Panel Detail
Sunday, September 9, 2012
8:40 AM - 9:30 AM
8:40 AM - 9:30 AM
STEM Education and Job Prospects for Young Investigators
Moderator:
Steven Knapp, President, George Washington University
Speakers:
Cora Marrett, Deputy Director, National Science Foundation
Lesa Mitchell, Vice President, Innovation and Networks, Ewing Marion Kauffman Foundation
Lorelei Mucci, Associate Professor, Harvard School of Public Health
Sally Rockey, Deputy Director for Extramural Research, National Institutes of Health
Conventional wisdom tells us that we need to recruit and train more young people in science, technology, engineering, and mathematics (STEM).

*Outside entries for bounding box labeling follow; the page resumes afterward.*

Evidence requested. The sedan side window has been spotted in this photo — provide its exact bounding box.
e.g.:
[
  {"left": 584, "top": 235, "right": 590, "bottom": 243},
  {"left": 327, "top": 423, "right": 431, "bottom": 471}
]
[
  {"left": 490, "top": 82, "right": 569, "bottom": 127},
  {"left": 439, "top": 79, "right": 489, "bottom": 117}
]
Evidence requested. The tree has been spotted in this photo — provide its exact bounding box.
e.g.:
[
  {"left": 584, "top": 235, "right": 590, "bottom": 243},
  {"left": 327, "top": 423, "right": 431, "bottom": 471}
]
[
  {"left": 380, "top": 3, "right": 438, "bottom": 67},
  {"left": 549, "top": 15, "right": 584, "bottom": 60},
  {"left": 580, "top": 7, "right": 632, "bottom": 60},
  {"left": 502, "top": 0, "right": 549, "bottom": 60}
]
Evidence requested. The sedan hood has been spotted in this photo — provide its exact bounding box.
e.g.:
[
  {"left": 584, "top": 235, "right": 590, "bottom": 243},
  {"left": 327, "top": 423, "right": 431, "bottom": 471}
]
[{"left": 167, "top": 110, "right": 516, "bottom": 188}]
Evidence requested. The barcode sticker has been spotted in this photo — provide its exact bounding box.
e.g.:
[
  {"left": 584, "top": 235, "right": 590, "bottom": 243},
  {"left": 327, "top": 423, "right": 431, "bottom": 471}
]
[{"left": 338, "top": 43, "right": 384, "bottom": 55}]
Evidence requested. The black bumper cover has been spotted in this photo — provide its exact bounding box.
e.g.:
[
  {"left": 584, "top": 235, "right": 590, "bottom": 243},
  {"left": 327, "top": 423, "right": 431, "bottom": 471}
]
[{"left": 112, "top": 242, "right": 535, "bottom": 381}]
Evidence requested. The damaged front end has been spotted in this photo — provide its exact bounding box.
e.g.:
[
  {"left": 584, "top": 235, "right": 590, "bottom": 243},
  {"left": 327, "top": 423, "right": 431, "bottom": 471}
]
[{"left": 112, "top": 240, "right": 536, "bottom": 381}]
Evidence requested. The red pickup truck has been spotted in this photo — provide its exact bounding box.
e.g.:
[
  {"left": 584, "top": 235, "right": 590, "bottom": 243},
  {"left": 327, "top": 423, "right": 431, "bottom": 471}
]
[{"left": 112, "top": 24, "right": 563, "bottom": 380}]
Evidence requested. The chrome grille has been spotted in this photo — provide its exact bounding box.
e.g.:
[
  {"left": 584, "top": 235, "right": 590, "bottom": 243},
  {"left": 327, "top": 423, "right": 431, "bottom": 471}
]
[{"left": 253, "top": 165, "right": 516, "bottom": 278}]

Robust STEM education programs are designed for this purpose early in the educational pipeline. But, as critical as STEM disciplines are to our future health and well-being as a society, what are the prospects for young scientists finishing their degrees? Traditional academic jobs are scarce; only 14% of newly minted Ph.D.'s in biology and the life sciences attain a position in their field within five years. What is the reality of life as a young investigator today? How can we better align incentives and rewards to better support them? What needs to happen to reinvent the education and training of the next generation of scientists in a way that will continue to attract them to this critical work, but matches up to the reality of the marketplace?